KÖY ANILARI

Çocuk yaşta büyüklerimizin bizlere anlattıkları, öğüt verdiği ve bizimde onlar yaptı bir şey olmadı diyerekten yaptıklarımız.

Eminim ki çocuklukta herkesin başından geçen bir haylazlık, bir yaramazlık, bir güzel, birde kötü anısı vardır.

Bende köyde okuyup büyüdüm. Bende köylüyüm. Halada köyüme gider gelirim. Eskiden bunu bana yaptın hatırlıyor musun sorduklarında utanıyorum. Hepimizde utanıyoruzdur.

Yaptığım ve Arkadaşlarımla yaptığımız pek çok haylazlıktan ve yaramazlıktan biraz anlatsam. Okurlarımı Biraz Güldürüp birazda o zamanın günlerini düşündürmek istiyorum.

•     6 - 7 yaşındayım Babamın amcasının oğlu ağaç motorunu harmanda temizliyor. Bende rahat durmuyorum benzinle temizlediği için benzini döküp kaçıyorum. Oda bana eskiden biz bunu içiyorduk sonra araba tutmuyordu dedi. Bende çocukluk alıp içiyorum. 2 gün midem yanmıştı. Sakın denemeyin.

•    Yine 6 – 7 yaşlarındayım aylardan kış mevsimi harmanı kürürken harmandan aşağı kafamın üzerine kar yığınlarına saplanmamdı.

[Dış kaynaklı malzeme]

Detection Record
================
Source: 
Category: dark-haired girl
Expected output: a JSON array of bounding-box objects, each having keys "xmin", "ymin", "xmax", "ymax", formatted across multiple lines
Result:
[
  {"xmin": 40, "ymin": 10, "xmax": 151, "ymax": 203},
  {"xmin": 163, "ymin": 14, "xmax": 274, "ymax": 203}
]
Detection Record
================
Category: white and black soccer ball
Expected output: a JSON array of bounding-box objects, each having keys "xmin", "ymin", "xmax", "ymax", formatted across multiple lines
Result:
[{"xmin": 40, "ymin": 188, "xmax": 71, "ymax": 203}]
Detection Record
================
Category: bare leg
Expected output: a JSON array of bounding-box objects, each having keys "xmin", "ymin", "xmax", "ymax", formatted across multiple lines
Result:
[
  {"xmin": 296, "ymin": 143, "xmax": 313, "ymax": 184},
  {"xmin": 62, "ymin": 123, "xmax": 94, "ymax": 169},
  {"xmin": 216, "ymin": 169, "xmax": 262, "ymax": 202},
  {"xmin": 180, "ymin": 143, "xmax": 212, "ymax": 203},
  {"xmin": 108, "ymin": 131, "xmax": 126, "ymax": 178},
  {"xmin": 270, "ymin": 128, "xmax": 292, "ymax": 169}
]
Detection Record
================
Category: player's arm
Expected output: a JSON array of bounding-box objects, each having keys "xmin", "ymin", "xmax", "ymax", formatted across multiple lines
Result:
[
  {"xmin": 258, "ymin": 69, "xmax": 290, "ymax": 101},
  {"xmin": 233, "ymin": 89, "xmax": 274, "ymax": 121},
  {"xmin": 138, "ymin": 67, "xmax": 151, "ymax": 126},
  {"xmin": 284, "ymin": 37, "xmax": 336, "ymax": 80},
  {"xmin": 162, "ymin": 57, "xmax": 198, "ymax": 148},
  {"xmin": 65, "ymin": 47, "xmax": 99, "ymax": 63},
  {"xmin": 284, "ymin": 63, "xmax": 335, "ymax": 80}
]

•    Yine 7 - 8 yaşlarındayım köyümüzde eskiden ve de hala maden işletmeciliği bulunmakta. Yolların toz olmaması için mahallenin yollarının sulanması gerekiyordu. Şirkette o zaman bir kamyonun üzerine bir tank yerleştirip vana sistemi koyarak mahalleye geldiğinde şoför inip vanaları açardı. Ama az su gitsin ve tüm mahalleyi sulamak için vanayı az açardı. Bizde çocukluk işte giden araca arkadan binip vanayı sonuna kadar acardık. Zavallı Şoför mahallenin yarısına gitmeden su biterdi.

•    Köylerde patates olayı çoktur. Kimse kendi bahçesine girmez. Herkes yabancı bir bahçeden patates çıkarır alır gelir. Ateşte Köze gömerdik.  Fazlalıklarla da savaş yapardık.

•    Lisede iken lise okul turnuva maçlarında kız kardeşlerimizin çantalarına yumurta doldurup statta getirmeleri ve karşı rakip seyircilere ve hakeme atmalarımız.

•    Şeytanın dahi aklına gelmeyecek bir işi bizim yapmamız. Lisede rahmetli hocamızın İngilizce dersi için ödev vermişti tek tek defterlere imza atıyordu ve ödevleri kontrol ediyordu. Arkadaşım evden ineklerin ve keçilerin boynuna takılan kelek ( zil ) getirip masanın altına yerleştiriyor. Sıra bizlere yaklaştı baktım masanın altından zili çalmaya başladı. Bizde hocam zil çaldı diyerekten dışarıya kaçmıştık. Allah’ım Değerli hocamızın mekânını cennet eylesin.

Anıları anlatmakla bitiremeyiz. Gülerek kaleme aldığım bu anılarımı. Sizlerin de birer anısını sizlere hatırlatmış isem ne mutlu bana.